Friday, Feb. 12, 1965
Off-Key Farce
Why Bother to Knock is a glib, mildly titillating Hollywood-style sex farce. Unfortunately, the film was made by Britons, and the results are about as predictably askew as an American effort to make one of those barmy little British comedies about tweedy bird watchers and eccentric country curates.
Richard Todd plays a man-about-Edinburgh, a passionate travel agent who longs to be Scotch with a twist of Lemmon but more often looks stolid as a Rock. Todd has a prim fiancee and a yen for side trips. When his girl says no, he treks off to the Continent to find more accessible playmates, and for remembrance gives each a key to his flat. In Munich, he meets Nicole Maurey. In Venice, he nuzzles a handsome matron whose teen-age daughter gets the key by mistake. In the Alps, he gets stranded with blonde Elke Sommer, a scenic spectacular who conducts walking tours among the peaks.

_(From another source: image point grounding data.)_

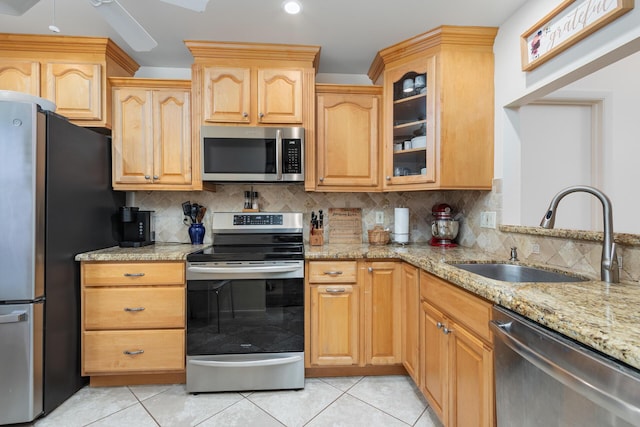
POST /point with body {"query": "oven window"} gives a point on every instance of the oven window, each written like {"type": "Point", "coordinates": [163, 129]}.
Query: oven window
{"type": "Point", "coordinates": [245, 316]}
{"type": "Point", "coordinates": [232, 155]}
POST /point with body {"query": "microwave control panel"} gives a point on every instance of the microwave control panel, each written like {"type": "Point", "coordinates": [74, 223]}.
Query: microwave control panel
{"type": "Point", "coordinates": [292, 156]}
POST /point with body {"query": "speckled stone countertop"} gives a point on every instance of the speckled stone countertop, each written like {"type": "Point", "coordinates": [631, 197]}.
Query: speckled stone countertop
{"type": "Point", "coordinates": [600, 315]}
{"type": "Point", "coordinates": [155, 252]}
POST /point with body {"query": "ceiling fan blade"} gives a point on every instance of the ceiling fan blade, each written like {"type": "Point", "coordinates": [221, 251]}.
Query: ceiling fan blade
{"type": "Point", "coordinates": [120, 20]}
{"type": "Point", "coordinates": [16, 7]}
{"type": "Point", "coordinates": [195, 5]}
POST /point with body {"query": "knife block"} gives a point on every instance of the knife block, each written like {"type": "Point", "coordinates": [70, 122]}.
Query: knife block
{"type": "Point", "coordinates": [316, 238]}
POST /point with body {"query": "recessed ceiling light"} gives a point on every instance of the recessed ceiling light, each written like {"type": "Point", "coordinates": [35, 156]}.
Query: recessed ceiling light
{"type": "Point", "coordinates": [292, 7]}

Back in Edinburgh for the music festival, Todd soon finds his apartment burgeoning with Nicole, Elke, two teenagers, an Italian cellist, and some spongy smart talk. As a friend who pops by on occasion, Classicist Judith Anderson clowns with the air of a lady willing but unable to whip out a bare bodkin and turn the arrant nonsense into a bloody good show. Would that she could.